Słuchaj: Nicola Cornick omawia życie i tajemniczą śmierć tudorskiej szlachcianki Amy Robsart, żony Roberta Dudleya w tym odcinku podcastu HistoryExtra:
Jednakże jest niezwykle mało prawdopodobne, by Dudley lub Elżbieta mieli jakikolwiek udział w śmierci Amy. Nie podjęliby takiego ryzyka, zwłaszcza że wiedzieliby, iż przyniosłoby to efekt odwrotny do zamierzonego, jeśli chodzi o małżeństwo. Skandal odbił się szerokim echem nie tylko w całym królestwie, ale i na dworach Europy, tak że Elżbieta musiała zdystansować się od Dudleya, by nie zostać w to wplątana.
Prywatnie jednak królowa nie chciała zrezygnować ze swojego faworyta. Teraz, gdy kontrola dworu była jeszcze bardziej intensywna, była zmuszona do jeszcze większych wysiłków, by ukryć ich spotkania. Na przykład w listopadzie 1561 r. przebrała się za służącą Katarzyny Howard (późniejszej hrabiny Nottingham), by w tajemnicy przed nią oglądać Dudleya strzelającego w pobliżu zamku Windsor. Inna próba dyskrecji okazała się mniej udana. Gdy jej bliska przyjaciółka i towarzyszka lady Fiennes de Clinton pomogła Elżbiecie uciec z dworu w przebraniu, by spotkać się z Dudleyem w jego domu na obiedzie, wysłannik Filipa II Hiszpańskiego dowiedział się o tym i natychmiast doniósł o tym swemu panu.

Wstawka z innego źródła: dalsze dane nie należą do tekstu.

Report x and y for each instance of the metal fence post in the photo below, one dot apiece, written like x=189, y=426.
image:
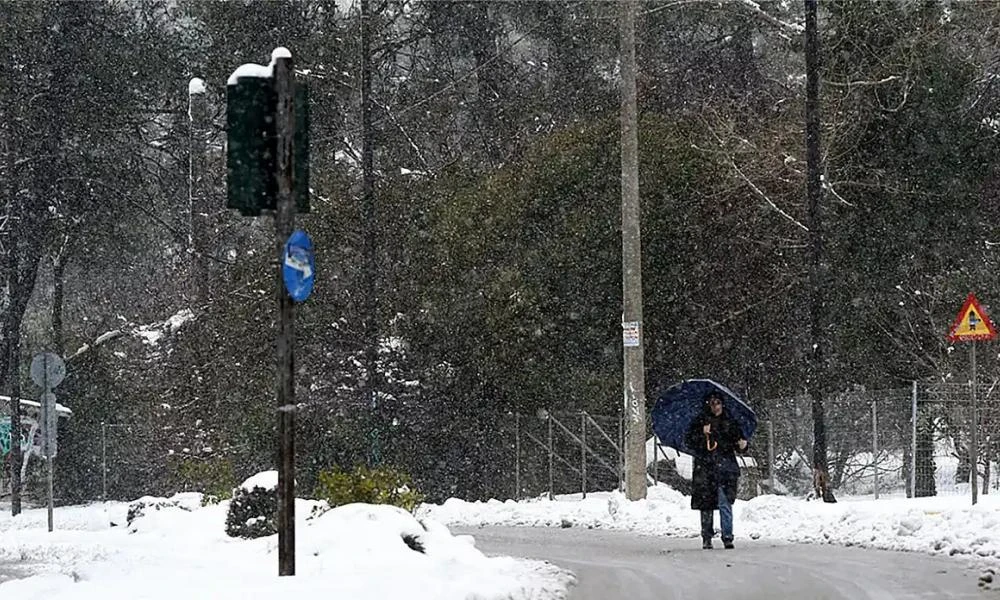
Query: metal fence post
x=770, y=453
x=875, y=443
x=104, y=463
x=551, y=485
x=583, y=451
x=656, y=460
x=621, y=453
x=517, y=456
x=913, y=444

Jest niezwykle mało prawdopodobne, że Dudley lub Elżbieta mieli jakikolwiek udział w śmierci Amy
W listach, które wymieniali królowa Elżbieta i Dudley, używali symbolu „ôô” jako kodu dla przezwiska „Eyes”, które mu nadała. Elżbieta przechowywała listy swojego ulubieńca, wraz z jego portretem, w zamkniętym biurku obok swojego łóżka. Podczas wizyty na dworze w 1564 roku szkocki ambasador Sir James Melville wypatrzył portret, gdy Elżbieta szukała portretu swojej królewskiej kochanki. Kiedy zapytał, czy może go pożyczyć, by pokazać szkockiej królowej, Elżbieta natychmiast odmówiła, „twierdząc, że ma tylko ten jeden jego obraz”. Spostrzegłszy Roberta Dudleya w kącie komnaty, Melville chytrze zauważył, że nie powinna tak kurczowo trzymać się portretu, skoro „ma oryginał”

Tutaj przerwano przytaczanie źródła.